Aydın ENGİN
2002 Kasımı’nda AKP’nin tek başına iktidar olduğu günden bu yana 15 yıl geçti, 16. yıldayız.
15 yıl boyunca AKP Reisi tek başına iktidar olmasına rağmen kendine resmi olmayan müttefikler aradı, buldu. Buna resmi olmayan ancak fiilen yürüyen “koalisyonlar” diye tanımlasak çok da yanlış olmayacak.
İlk “koalisyon” ortağı malum, Gülen Cemaati idi. Bu koalisyonun öncelikli hedefi, siyasal İslamın iktidarının önünü kesebilecek ve kesmek istediğini de saklamayan ordu idi. AKP (yani Reis) ve Cemaat (yani Fetullah Gülen) el ele verdiler ve darbe yapabilecek generalleri tasfiye edip orduyu darbe yapamaz hale getirmek için kolları sıvadılar. Darbecilikle uzaktan yakından ilişkisi olmayan ancak siyasal İslama da karşı oldukları bilinen yüksek rütbeli subayları da içine kattıkları “Ergenekon süreci”ni başlattılar.

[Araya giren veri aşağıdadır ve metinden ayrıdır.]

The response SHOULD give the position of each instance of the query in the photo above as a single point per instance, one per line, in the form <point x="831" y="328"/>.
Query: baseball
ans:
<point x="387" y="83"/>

Başardılar da. Ordunun tepelerini kendilerine uygun hatta tabi hale getirecek ölçüde dizayn ettiler.
Bu koalisyon 2013 sonuna kadar sürdü ve “17/25 Aralık süreci” diye adlandırılan büyük kavga patladı. Aslında AKP ile cemaatin iktidarı paylaşma itiş kakışı birkaç yıl öncesinden başlamıştı; 17/25 Aralık’ta su yüzüne çıktı.

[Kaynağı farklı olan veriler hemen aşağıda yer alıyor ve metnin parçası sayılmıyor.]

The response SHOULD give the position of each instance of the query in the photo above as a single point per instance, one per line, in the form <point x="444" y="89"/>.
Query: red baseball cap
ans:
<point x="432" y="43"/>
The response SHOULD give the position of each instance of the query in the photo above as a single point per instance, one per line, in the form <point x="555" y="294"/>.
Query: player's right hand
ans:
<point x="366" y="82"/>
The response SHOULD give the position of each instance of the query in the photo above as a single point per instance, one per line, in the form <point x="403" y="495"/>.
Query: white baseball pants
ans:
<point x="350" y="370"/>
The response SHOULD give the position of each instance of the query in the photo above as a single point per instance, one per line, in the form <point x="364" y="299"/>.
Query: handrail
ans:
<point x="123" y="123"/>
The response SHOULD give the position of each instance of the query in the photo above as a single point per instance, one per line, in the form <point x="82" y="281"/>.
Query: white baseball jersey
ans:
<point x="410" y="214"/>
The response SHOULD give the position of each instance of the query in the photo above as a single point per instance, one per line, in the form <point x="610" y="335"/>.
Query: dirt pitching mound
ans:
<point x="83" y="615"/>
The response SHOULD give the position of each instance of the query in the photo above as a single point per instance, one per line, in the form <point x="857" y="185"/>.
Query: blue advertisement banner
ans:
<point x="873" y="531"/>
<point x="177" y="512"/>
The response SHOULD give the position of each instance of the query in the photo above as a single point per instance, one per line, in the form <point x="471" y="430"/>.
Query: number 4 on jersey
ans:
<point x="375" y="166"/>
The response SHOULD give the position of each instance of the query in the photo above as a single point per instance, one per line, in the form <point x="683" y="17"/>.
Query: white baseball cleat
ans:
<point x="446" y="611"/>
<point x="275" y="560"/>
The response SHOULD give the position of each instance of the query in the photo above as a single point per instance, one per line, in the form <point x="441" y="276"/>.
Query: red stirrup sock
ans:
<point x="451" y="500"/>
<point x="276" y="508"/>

10 yılı aşkın “başarıyla” süren bu koalisyon 2014’ün ilk aylarından itibaren amansız bir kavgaya dönüştü. AKP (Reis diye de okunabilir) devletin bütün olanaklarını, özellikle de yargı erkini kullanarak cemaatin tepesine çöktü.
Bu süreçte Reis’in koalisyon ortağı da değişti. “Cemaat orduya kumpas kurdu” deyip birlikte kotardıkları bir operasyonu tümüyle cemaatin üstüne yıkan AKP, hem ellerini yıkadı, hem de ordunun tepelerine, hatta çoktan emekli edilmiş, artık herhangi bir gücü kalmamış “Ergenekon sanıkları”na zeytin dalı uzattı. Yargı erki, kurusuna yaşına bakmadan “kumpas mağdurları”nı akladı.

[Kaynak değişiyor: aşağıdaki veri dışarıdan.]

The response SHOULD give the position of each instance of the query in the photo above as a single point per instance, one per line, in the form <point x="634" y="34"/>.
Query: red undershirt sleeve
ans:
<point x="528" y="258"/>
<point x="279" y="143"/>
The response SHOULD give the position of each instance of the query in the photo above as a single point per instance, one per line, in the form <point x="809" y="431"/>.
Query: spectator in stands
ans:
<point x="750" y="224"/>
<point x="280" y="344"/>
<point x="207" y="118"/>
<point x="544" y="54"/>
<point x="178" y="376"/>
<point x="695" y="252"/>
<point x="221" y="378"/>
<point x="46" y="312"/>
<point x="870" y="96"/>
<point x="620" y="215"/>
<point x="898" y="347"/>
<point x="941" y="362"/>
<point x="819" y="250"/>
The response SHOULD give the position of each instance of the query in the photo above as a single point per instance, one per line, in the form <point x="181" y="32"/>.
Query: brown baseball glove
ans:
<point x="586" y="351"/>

Sonra “Allah’ın bir lütfu” yaşandı. 15 Temmuz Darbe Girişimi ile cemaat intihar etti, Reis de hem devletin içindeki FETÖ unsurlarını yığınsal tutuklamalar, ihraçlarla temizledi, hem de partisinin içindeki olası muhalifleri, kendilerini Reis’le “eşdeğer gören” yol arkadaşlarını tasfiye etti. “Tayyip Erdoğan eşittir AKP” denklemi kuruldu.
Siyasal İslam için tehlike olmaktan çıkmış ordu ve son kırıntılarına kadar devletten ve siyasal yaşamdan tasfiye edilmiş cemaatle rahat bir soluk alan AKP Reisi bir adım daha attı ve “Başkanlık sistemi”ne geçiş sürecini başlattı.
Ancak süreç Reis’in umduğu ve öngördüğü gibi yürümedi. 16 Nisan 2016’daki “Başkanlık sistemi”ne geçişi düzenleyen anayasa değişikliği referandumunda “hayır cephesi” AKP Reisi’nin beklemediği bir çıkış yakaladı. Erdoğan belirgin bir Yüksek Seçim Kurulu (YSK) desteği ile referandumu resmi olarak kıl payı kazandı. Yüzde 51.21 evet, yüzde 48.19 hayır.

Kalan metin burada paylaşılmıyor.